Sempre que se aproxima um ato eleitoral em Portugal, surgem na minha mente as palavras do poeta e músico norte-americano Gil Scott-Heron: “The Revolution Will Not Be Televised”.

O contexto social e político em que esse poema/canção surgiu resultou de um período de grande turbulência social gerada pelo movimento dos direitos cívicos nos EUA. A televisão nas décadas de 60 e 70 documentava e exibia as lutas e protestos por mudança que tinham lugar nas ruas, mas nem sempre aqueles que protestavam tinham o poder de controlar o tom e o conteúdo daquilo que era exibido. À medida que outras tecnologias começaram a massificar-se e a tornar-se mais acessíveis, foi possível divulgar uma miríade de vozes que anteriormente tinham sido invisibilizadas.

Há muitas leituras que podem ser feitas das poderosas palavras desse poema. A verdade é que a frase “The Revolution Will Not Be Televised” ganhou vida própria e ultrapassou décadas e outros contextos sociais, sendo apropriada por muitas causas e quadrantes políticos.
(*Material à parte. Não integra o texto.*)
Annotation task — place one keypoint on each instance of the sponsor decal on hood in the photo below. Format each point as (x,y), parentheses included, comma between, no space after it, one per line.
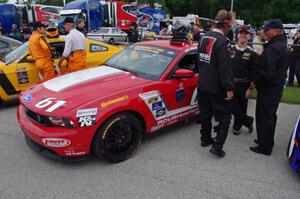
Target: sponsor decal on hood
(113,101)
(65,81)
(26,97)
(56,142)
(87,117)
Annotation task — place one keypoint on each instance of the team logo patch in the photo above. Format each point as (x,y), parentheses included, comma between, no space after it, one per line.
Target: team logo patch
(157,105)
(160,112)
(87,117)
(152,100)
(26,97)
(246,56)
(205,49)
(23,78)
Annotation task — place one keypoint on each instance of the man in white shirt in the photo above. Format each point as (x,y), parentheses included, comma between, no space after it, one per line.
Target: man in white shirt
(75,47)
(169,28)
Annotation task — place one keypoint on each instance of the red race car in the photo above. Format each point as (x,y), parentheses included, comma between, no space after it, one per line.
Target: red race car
(106,110)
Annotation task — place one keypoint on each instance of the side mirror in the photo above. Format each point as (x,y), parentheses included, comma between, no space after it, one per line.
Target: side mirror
(30,59)
(184,73)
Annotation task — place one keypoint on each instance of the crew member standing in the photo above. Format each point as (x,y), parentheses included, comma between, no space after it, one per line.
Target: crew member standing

E continua extraordinariamente atual. Mesmo no contexto eleitoral português, essa frase de Scott-Heron poderia ser apropriada sempre que nos confrontamos com uma eleição.

Não é a primeira vez, nem será provavelmente a última, que escrevo no sentido de denunciar como o sistema eleitoral está construído de uma forma que privilegia os partidos já instituídos e exclui novos partidos e movimentos de cidadãos que se apresentam a eleições. Estamos em pleno período de campanha das eleições autárquicas e continua a haver candidaturas que são excluídas de debates televisivos, sem se compreenderem os critérios dos media que levam a essa exclusão e persistem em ignorar a lei que estipula o tratamento de igualdade de todas as candidaturas, originando sucessivas queixas à Comissão Nacional de Eleições.
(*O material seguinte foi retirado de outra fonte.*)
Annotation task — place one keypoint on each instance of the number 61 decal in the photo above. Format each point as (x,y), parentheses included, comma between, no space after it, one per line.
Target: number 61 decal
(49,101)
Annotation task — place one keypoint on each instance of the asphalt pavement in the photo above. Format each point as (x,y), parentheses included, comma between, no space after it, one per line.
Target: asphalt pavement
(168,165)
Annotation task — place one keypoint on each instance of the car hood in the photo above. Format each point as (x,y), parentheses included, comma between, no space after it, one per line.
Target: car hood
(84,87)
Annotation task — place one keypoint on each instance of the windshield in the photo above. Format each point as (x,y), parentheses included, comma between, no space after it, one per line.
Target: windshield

Continua-se a varrer para debaixo do tapete a importância desta questão. Todas as campanhas partidárias de partidos com representação parlamentar já têm montada uma máquina propagandística de peso que está especialmente bem afinada em alturas de período eleitoral e em sintonia com os principais meios de comunicação. Têm garantida uma visibilidade que é negada a muitos que não dispõem de acesso aos mesmos meios e recursos. A aposta nos meios digitais permite fazer alguma diferença, mas quem dita os temas e a mensagem ainda são os meios tradicionais de imprensa.
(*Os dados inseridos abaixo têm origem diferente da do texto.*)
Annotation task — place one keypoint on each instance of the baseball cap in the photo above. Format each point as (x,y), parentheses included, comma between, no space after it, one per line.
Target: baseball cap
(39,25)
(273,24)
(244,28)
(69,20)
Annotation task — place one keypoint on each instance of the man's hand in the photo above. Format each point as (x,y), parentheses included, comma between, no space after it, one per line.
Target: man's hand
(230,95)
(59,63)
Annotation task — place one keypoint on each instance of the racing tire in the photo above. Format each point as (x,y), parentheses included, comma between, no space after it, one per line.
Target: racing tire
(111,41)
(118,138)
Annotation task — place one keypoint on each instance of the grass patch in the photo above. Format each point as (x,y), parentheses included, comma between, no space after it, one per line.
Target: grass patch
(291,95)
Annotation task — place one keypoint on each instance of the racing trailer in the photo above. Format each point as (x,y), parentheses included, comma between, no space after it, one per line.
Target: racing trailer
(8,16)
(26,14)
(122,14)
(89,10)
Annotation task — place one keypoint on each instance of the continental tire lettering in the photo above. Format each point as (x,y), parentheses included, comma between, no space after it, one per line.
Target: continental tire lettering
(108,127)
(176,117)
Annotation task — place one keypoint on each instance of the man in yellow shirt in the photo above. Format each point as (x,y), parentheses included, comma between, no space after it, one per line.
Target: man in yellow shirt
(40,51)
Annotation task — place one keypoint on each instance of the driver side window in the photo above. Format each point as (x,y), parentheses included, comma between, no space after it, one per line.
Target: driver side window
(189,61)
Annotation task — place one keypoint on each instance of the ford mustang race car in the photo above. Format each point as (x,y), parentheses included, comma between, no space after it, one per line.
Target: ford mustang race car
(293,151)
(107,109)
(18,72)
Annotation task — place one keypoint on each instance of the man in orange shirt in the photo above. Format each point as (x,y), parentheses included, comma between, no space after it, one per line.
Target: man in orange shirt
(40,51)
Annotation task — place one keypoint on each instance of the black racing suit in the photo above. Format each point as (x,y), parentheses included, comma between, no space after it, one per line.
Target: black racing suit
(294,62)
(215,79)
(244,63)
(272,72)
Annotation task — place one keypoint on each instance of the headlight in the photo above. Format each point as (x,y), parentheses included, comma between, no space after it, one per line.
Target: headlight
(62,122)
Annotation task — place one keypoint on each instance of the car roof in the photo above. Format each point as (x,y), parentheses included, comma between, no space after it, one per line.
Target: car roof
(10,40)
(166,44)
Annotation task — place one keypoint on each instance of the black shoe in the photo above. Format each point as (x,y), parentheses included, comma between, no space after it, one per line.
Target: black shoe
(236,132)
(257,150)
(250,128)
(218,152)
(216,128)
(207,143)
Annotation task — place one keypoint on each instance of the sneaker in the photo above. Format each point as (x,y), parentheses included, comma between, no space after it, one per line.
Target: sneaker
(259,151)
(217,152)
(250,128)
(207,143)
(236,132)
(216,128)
Sabemos que uma grande parte das campanhas eleitorais são um grandiosa mise en scène perante os telespetadores. Todos fazemos parte desse jogo, por mais que tentemos mudar as suas regras, mas não cabe aos meios de comunicação social condicionar as escolhas dos eleitores e determinar que partido ou movimento tem direito à representatividade.

Só nos resta continuar a exigir que períodos eleitorais informativos e esclarecedores, com tratamento igualitário de candidaturas, passem a ser sempre a regra na televisão.